It takes observations and actions $A_{t}$ (at time point t)
It receives or generates a reward $R_{t}$ and tries to maximize the cumulative reward, commonly called return and denoted with $G$ , where $G_{t} = R_{t + 1} + R_{t + 2} + R_{t + 3} + \dots$
As the return is not directly accessible, the agent in state $s$ uses an expected return, called value $v$ where $v (s) = E [G_{t} | S_{t} = s]$ . It maximizes $v$ in order to maximize $G$ .
This value $v$ depends both on the actions and the dynamics of its environment. Simple agents in simple environments only need a mapping from states to actions, called a policy $π$ .
However, for the agent to maximize $v$ and thereby behave adaptively in a complex environment, it needs to predict or model its environment and have a policy $π$ that respectively maximizes $v$ for different states of the environment. Thus, it needs a good model of its environment and how its actions in the environment lead to maximal values in $v$ (a good value function estimate).

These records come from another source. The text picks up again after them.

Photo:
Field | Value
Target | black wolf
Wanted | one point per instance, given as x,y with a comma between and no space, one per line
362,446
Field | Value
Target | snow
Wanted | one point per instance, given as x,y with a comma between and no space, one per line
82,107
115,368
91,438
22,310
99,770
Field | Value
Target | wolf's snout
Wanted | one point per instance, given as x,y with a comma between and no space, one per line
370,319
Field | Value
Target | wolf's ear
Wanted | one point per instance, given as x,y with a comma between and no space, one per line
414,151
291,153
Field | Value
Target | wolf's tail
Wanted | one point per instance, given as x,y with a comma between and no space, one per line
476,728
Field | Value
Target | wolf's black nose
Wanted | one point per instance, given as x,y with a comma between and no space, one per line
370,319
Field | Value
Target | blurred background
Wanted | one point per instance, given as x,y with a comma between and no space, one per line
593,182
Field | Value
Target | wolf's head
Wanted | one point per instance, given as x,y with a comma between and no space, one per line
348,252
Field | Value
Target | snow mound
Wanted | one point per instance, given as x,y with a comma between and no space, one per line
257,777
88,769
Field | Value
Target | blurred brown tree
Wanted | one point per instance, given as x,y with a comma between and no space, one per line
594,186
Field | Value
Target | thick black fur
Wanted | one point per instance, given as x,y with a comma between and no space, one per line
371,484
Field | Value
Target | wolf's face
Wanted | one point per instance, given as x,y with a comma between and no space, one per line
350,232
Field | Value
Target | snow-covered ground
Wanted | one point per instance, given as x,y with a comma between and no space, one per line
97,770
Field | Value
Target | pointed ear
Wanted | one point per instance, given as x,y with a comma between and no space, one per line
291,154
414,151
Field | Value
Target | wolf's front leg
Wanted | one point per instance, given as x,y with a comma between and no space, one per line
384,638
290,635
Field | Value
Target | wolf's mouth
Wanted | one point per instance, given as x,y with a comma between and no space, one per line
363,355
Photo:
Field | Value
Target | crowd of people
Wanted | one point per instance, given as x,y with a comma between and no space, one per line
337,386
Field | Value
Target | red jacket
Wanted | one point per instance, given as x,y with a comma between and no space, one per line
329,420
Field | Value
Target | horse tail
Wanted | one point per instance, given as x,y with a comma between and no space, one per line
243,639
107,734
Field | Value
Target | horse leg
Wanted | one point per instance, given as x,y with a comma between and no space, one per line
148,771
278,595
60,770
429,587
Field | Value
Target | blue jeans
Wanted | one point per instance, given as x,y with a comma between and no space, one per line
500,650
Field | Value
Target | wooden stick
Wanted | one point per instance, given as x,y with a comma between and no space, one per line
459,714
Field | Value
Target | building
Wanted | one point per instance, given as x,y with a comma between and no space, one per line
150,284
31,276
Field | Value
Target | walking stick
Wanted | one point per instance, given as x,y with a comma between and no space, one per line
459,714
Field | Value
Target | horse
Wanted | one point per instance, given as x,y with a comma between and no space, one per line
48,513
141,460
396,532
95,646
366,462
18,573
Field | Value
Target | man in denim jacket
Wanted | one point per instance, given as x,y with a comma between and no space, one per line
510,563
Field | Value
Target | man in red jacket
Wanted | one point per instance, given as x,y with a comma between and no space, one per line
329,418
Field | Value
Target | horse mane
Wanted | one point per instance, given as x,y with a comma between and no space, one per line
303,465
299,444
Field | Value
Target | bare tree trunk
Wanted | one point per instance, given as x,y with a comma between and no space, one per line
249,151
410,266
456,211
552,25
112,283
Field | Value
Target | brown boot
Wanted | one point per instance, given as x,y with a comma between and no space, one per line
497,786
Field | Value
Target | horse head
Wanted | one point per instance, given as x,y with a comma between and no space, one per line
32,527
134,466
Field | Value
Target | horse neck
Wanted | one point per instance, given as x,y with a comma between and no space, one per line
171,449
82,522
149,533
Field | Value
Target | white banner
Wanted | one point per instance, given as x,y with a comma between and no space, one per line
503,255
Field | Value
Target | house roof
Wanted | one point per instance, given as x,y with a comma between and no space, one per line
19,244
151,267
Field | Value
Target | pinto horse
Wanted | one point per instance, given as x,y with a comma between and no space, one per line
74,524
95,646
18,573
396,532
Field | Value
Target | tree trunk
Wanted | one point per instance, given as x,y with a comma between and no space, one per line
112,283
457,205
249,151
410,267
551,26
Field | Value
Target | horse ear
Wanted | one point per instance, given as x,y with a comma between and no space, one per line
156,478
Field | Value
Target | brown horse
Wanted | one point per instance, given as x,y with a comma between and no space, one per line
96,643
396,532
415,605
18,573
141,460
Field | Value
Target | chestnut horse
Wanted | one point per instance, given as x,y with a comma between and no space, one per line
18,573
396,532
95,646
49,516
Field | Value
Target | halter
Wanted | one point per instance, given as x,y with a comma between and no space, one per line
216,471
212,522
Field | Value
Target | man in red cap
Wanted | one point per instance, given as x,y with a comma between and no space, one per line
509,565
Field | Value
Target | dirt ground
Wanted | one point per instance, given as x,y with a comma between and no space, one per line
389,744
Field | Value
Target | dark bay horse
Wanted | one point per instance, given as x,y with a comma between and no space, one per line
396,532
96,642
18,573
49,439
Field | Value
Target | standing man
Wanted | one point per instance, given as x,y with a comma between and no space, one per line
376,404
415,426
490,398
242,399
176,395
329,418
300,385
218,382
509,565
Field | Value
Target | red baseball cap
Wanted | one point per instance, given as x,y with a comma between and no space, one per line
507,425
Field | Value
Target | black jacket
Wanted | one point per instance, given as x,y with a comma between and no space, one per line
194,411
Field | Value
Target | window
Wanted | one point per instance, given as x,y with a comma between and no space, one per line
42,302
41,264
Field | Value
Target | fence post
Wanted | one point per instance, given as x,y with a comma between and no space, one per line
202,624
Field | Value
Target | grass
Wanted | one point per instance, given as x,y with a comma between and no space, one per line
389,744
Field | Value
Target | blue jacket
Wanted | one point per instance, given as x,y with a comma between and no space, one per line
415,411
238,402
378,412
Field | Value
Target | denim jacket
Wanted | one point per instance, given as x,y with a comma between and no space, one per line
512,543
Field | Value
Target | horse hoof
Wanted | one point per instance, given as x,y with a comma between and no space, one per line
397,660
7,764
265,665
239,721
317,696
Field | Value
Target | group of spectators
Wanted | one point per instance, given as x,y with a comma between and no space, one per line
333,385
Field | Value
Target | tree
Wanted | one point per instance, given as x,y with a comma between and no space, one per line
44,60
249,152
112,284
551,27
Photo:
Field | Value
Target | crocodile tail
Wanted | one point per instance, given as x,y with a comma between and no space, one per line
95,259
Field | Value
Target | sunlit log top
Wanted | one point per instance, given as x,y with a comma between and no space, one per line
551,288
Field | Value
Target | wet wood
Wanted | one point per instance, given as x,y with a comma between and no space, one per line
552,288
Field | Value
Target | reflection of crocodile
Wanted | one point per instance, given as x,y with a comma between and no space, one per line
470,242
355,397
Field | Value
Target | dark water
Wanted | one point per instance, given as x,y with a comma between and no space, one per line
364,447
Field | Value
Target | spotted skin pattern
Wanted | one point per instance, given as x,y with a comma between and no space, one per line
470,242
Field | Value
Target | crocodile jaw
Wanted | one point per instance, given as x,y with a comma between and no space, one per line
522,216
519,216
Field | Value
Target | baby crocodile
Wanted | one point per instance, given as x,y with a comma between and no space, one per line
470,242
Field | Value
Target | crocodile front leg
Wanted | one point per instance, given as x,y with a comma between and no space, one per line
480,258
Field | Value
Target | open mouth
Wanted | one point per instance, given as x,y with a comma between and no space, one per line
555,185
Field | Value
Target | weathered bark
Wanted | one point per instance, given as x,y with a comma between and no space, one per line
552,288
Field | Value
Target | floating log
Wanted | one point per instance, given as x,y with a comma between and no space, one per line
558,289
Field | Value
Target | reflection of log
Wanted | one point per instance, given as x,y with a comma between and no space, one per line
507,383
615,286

Now, with this last point, we again conclude the point made less formally above: Adaptive action of an agent – and thereby intelligence – necessitates a good model in a complex environment. While in RL a model is not strictly necessary, agents with a predictive model of their environment have a better representation of their uncertainty which helps them learn and explore their environment effectively to maximize their future reward. In this way, the model in active inference, enables the agent to maximize both its epistemic value or information gain and its pragmatic value, thereby finding an efficient solution to the explore exploit tradeoff, and explore in an efficient, directed fashion. Further note that model-based RL agents do not have to rely as much on sometimes slow interaction with the world which has a variety of advantages including data efficiency, computational efficiency, speed, and reduced costs. In the end, intelligent agents need a general way to capture environmental dynamics to behave adaptively in complex, dynamic environments and this is done effectively by the model.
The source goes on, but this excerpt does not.